The outer outlines of the letters 'o' and 'O' in Hermann Zapf's “Melior” typeface are described by superellipses with n = log(1/2) / log (7/9) ≈ 2.758. Thirty years later Donald Knuth would build the ability to choose between true ellipses and superellipses (both approximated by cubic splines) into his Computer Modern type family.

Civilized man is surrounded on all sides, indoors and out, by a subtle, seldom-noticed conflict between two ancient ways of shaping things: the orthogonal and the round. Cars on circular wheels, guided by hands on circular steering wheels, move along streets that intersect like the lines of a rectangular lattice. Buildings and houses are made up mostly of right angles, relieved occasionally by circular domes and windows. At rectangular or circular tables, with rectangular napkins on our laps, we eat from circular plates and drink from glasses with circular cross sections. We light cylindrical cigarettes with matches torn from rectangular packs, and we pay the rectangular bill with rectangular bank notes and circular coins.

Even our games combine the orthogonal and the round. Most outdoor sports are played with spherical balls on rectangular fields. Indoor games, from pool to checkers, are similar combinations of the round and the rectangular. Rectangular playing cards are held in a fan-like circular array. The very letters on this rectangular page are patchworks of right angles and circular arcs. Wherever one looks the scene swarms with squares and circles and their affinely stretched forms: rectangles and ellipses. (In a sense the ellipse is more common than the circle, because every circle appears elliptical when seen from an angle.) 

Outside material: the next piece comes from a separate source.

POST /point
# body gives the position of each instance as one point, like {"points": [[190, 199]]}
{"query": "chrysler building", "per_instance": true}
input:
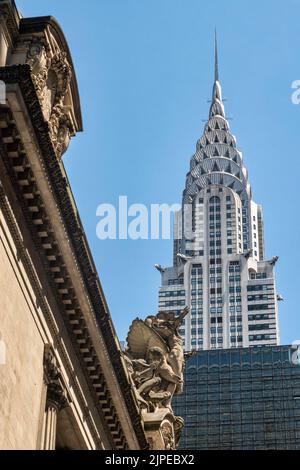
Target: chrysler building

The superellipse was named by the Danish poet and scientist Piet Hein though he did not discover it as it is sometimes claimed. In 1959, city planners in Stockholm, Sweden announced a design challenge for a roundabout in their city square Sergels Torg. Piet Hein's winning proposal was based on a superellipse with n = 2.5 and a/b = 6/5. As he explained it:

Man is the animal that draws lines which he himself then stumbles over. In the whole pattern of civilization there have been two tendencies, one toward straight lines and rectangular patterns and one toward circular lines. There are reasons, mechanical and psychological, for both tendencies. Things made with straight lines fit well together and save space. And we can move easily, physically or mentally, around things made with round lines. But we are in a straitjacket, having to accept one or the other, when often some intermediate form would be better. To draw something freehand, such as the patchwork traffic circle they tried in Stockholm, will not do. It isn't fixed, isn't definite like a circle or square. You don't know what it is. It isn't esthetically satisfying. The super-ellipse solved the problem. It is neither round nor rectangular, but in between. Yet it is fixed, it is definite, it has a unity.

Superegg
The Sergels Torg roundabout was completed in 1967. Meanwhile, Piet Hein went on to use the superellipse in other artifacts, such as beds, dishes, tables, etc. By rotating a superellipse around the longest axis, Piet Hein created the superegg, a special case of superellipsoid that was marketed as a novelty toy. Unlike an elongated ellipsoid, an elongated superegg can stand upright on a flat surface, or on top of another superegg. This is due to its curvature being zero at the tips.

A 1-ton superegg made of steel and aluminium was placed outside Kelvin Hall in Glasgow in 1971, on occasion of a lecture by Piet Hein.